Mortgage Rates Slashed Amid Predictions of Interest Rate Drop

Recent shifts in the UK mortgage market reveal significant reductions in rates as lenders seek to attract customers. With predictions of interest rate cuts, the average two-year fixed mortgage rate has fallen to 4.86%, while the five-year fixed rate now stands at 4.91%. These rates are the lowest seen since October 2022, a time when market volatility was ignited by unfunded tax cuts.
Historic Low Rates Drive Competition
Last week’s mortgage rate adjustments saw over 20 banks reduce their offerings. The Bank of England (BoE) is anticipated to lower the base rate from 4% to 3.75% during its monetary policy committee meeting scheduled for December 18. This marks the fourth base rate cut in a year.
Understanding Swap Rates
- Swap rates, which influence fixed-rate mortgage deals, are at the center of these reductions.

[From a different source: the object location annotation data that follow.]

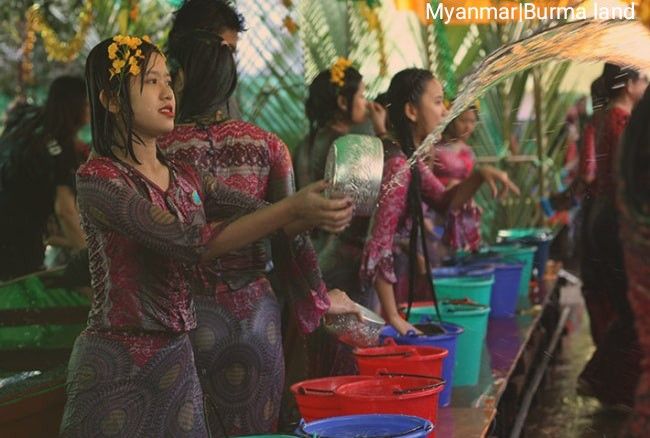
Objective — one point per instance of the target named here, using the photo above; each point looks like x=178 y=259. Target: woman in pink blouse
x=453 y=163
x=148 y=222
x=238 y=342
x=416 y=108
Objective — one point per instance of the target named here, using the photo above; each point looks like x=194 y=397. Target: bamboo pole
x=539 y=131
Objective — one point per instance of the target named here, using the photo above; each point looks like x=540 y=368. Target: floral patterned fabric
x=135 y=356
x=391 y=214
x=463 y=226
x=258 y=163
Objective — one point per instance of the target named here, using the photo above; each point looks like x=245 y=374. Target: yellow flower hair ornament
x=125 y=55
x=337 y=72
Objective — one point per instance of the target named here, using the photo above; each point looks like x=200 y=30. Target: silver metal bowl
x=354 y=166
x=348 y=329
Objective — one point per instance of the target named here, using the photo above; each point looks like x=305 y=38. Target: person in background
x=633 y=196
x=454 y=162
x=149 y=221
x=416 y=108
x=216 y=16
x=603 y=270
x=38 y=160
x=335 y=105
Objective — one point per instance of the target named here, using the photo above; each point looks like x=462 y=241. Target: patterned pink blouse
x=258 y=163
x=391 y=215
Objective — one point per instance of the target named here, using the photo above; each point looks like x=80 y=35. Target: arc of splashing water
x=624 y=42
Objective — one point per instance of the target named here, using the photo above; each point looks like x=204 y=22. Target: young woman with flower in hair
x=149 y=221
x=454 y=162
x=336 y=103
x=416 y=108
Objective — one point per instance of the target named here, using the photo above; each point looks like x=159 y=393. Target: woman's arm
x=66 y=212
x=459 y=194
x=386 y=294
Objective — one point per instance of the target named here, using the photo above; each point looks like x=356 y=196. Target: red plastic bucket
x=411 y=359
x=394 y=394
x=316 y=398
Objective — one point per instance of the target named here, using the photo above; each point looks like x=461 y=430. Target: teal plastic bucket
x=540 y=237
x=474 y=319
x=522 y=254
x=477 y=289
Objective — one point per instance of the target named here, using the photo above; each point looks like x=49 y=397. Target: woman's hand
x=402 y=326
x=310 y=206
x=341 y=304
x=492 y=176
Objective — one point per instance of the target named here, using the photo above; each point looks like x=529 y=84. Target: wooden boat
x=39 y=322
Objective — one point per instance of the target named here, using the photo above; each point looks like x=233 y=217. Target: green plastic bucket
x=469 y=347
x=522 y=254
x=477 y=289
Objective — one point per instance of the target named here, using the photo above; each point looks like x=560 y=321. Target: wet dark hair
x=60 y=118
x=30 y=129
x=408 y=86
x=322 y=106
x=635 y=156
x=448 y=131
x=113 y=129
x=598 y=93
x=212 y=15
x=209 y=71
x=616 y=77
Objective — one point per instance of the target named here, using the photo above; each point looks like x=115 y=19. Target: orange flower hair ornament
x=337 y=72
x=125 y=55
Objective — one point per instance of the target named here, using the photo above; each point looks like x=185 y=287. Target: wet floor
x=558 y=411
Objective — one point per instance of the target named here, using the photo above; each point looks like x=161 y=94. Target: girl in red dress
x=148 y=222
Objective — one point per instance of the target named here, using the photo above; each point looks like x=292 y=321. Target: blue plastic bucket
x=371 y=426
x=505 y=291
x=540 y=237
x=517 y=253
x=448 y=341
x=473 y=318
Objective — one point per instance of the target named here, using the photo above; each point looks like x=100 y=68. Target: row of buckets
x=402 y=383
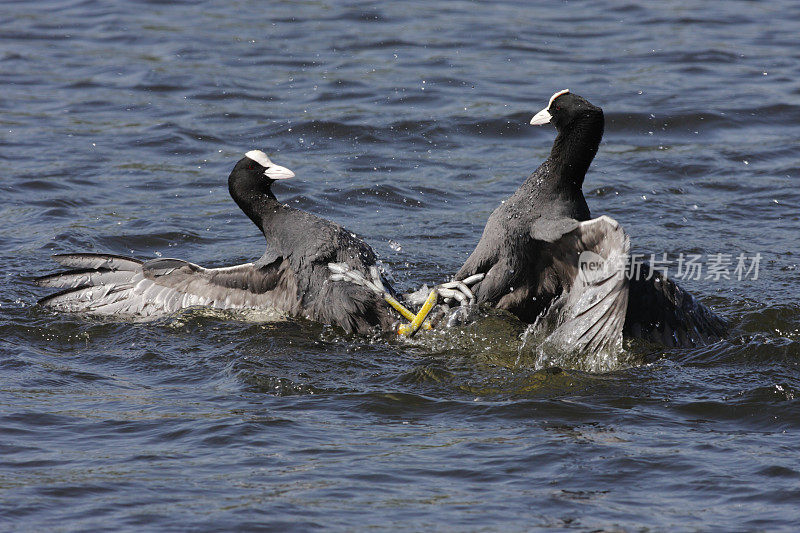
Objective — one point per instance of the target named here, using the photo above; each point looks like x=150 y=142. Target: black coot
x=292 y=276
x=533 y=245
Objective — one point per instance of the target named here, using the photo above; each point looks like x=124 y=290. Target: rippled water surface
x=407 y=123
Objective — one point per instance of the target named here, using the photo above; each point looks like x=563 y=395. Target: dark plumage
x=291 y=277
x=531 y=243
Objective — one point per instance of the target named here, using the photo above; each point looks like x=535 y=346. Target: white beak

- These rates reflect banks’ outlook on future base rate adjustments.
Adrian Anderson of Anderson Harris commented on the current climate, noting that falling swap rates indicate confidence in upcoming base rate cuts. He elaborated, “There is a price war going on. Lenders are eager to offer competitive rates to attract new business.”
Impact of Rate Reductions
According to Moneyfacts, last week, 24 banks announced mortgage rate cuts, with reductions reaching as much as 0.35 percentage points. Notably, Nationwide dropped some of its rates by up to 0.21 percentage points, marking its lowest two-year fixed rate at 3.58% since September 2022.
Major Banks Making Moves
- Barclays: Rate cuts of up to 0.18 percentage points.
- HSBC: Some rates down by 0.12 percentage points.
- Natwest: A reduction of 0.2 percentage points on select products.
- First Direct: Achieved the largest cut, up to 0.35 percentage points.
Historically, mortgage rates plummeted below 1% as the BoE cut the base rate to 0.1% between March 2020 and November 2021. However, by August 2023, the average five-year fixed rate peaked at 6.85%, while the two-year fixed sought refuge at 6.22%. Following continuous inflation concerns, rates soared after the mini-budget announcement.
Market Trends and Future Expectations
David Hollingworth of L&C Mortgages noted a recent decline in buyer activity, prompting banks to enhance their competitiveness. As lenders refine their pricing strategies to maintain market share, improvements in outlook can translate swiftly to consumer benefits. Notably, the recent budget by Chancellor Rachel Reeves did not further fuel inflationary pressures, leading to a positive market response.
As forecasts signal continued rate reductions, both consumers and lenders remain hopeful for an easing mortgage landscape in the coming months.